The rapid construction method of the digital twin polymorphic model for discrete manufacturing workshop

Abstract

The modeling process is resource-intensive, time-consuming, and expensive due to the large number and variety of production and auxiliary equipment in discrete manufacturing plants. The popular twin-model construction method based on a single type of equipment cannot meet the demand for rapid construction and high-quality model mapping in large discrete manufacturing plants. This paper proposes a strategy for developing a digital twin polymorphic model (DTPM) for discrete manufacturing workshops to meet complex manufacturing business scenarios, improve the richness of digital twin model varieties, construction efficiency and intelligence, and form an efficient equipment model construction method. The complete element information and real-time dynamic data of the minimal component unit (Functional Components, FC) of DTPM are clustered and analyzed. In addition, properties of the functional component information model are characterized from several dimensions, such as geometry, physics, and behavior. Furthermore, the FC with highly concentrated primary components is established based on the object-oriented derivation inheritance and attribute reuse hybrid drive technique. FC drastically reduces the duration of the digital twin model development process through encapsulation, inheritance, polymorphism, and other technologies. On this premise, the DTPM construction method that deeply decouples the physical structure and functional methods is proposed.
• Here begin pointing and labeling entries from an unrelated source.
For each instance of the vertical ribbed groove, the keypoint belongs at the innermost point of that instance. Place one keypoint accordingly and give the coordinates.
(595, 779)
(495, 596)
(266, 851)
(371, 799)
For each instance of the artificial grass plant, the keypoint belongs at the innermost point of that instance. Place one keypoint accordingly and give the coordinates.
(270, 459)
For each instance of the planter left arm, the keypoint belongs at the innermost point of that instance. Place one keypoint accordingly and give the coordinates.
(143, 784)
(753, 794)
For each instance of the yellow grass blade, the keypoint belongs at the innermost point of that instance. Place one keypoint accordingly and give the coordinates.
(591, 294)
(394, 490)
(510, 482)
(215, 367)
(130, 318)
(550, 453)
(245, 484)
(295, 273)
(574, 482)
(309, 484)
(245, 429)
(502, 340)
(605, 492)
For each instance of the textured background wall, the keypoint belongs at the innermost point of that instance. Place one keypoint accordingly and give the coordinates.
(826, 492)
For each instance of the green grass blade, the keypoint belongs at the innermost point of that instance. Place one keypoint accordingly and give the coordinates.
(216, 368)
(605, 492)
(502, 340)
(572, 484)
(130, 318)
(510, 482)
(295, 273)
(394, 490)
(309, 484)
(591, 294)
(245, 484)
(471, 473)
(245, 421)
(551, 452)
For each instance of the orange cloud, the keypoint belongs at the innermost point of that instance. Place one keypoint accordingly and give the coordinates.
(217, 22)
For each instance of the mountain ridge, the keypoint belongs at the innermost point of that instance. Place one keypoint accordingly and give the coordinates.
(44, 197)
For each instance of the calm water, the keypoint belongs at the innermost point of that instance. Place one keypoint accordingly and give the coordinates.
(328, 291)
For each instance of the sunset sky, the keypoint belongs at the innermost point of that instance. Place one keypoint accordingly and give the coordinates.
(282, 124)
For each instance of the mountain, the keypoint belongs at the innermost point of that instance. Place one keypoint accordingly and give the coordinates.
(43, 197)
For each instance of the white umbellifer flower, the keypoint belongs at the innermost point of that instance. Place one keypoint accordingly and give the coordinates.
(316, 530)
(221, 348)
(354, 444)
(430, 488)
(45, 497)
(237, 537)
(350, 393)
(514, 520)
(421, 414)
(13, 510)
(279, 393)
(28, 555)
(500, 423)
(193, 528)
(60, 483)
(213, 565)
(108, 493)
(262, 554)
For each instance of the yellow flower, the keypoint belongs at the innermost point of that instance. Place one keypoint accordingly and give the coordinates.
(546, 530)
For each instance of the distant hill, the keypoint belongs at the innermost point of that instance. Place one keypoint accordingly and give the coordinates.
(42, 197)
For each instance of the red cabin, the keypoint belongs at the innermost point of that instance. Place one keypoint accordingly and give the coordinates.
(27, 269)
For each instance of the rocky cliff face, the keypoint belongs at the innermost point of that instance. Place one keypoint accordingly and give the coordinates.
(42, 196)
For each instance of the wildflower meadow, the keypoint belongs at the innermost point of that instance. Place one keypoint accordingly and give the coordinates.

DTPM integrates adaptive information interaction technology to accomplish intelligent data connection, dynamic data updating, and digitally accurate mapping of static-dynamic-virtual multidimensional models in discrete production workshops. Lastly, the method's validity is confirmed by creating a large discrete production workplace. The results indicate that the proposed technique may significantly enhance the model variety and building efficiency of large-scale digital twin workshop systems.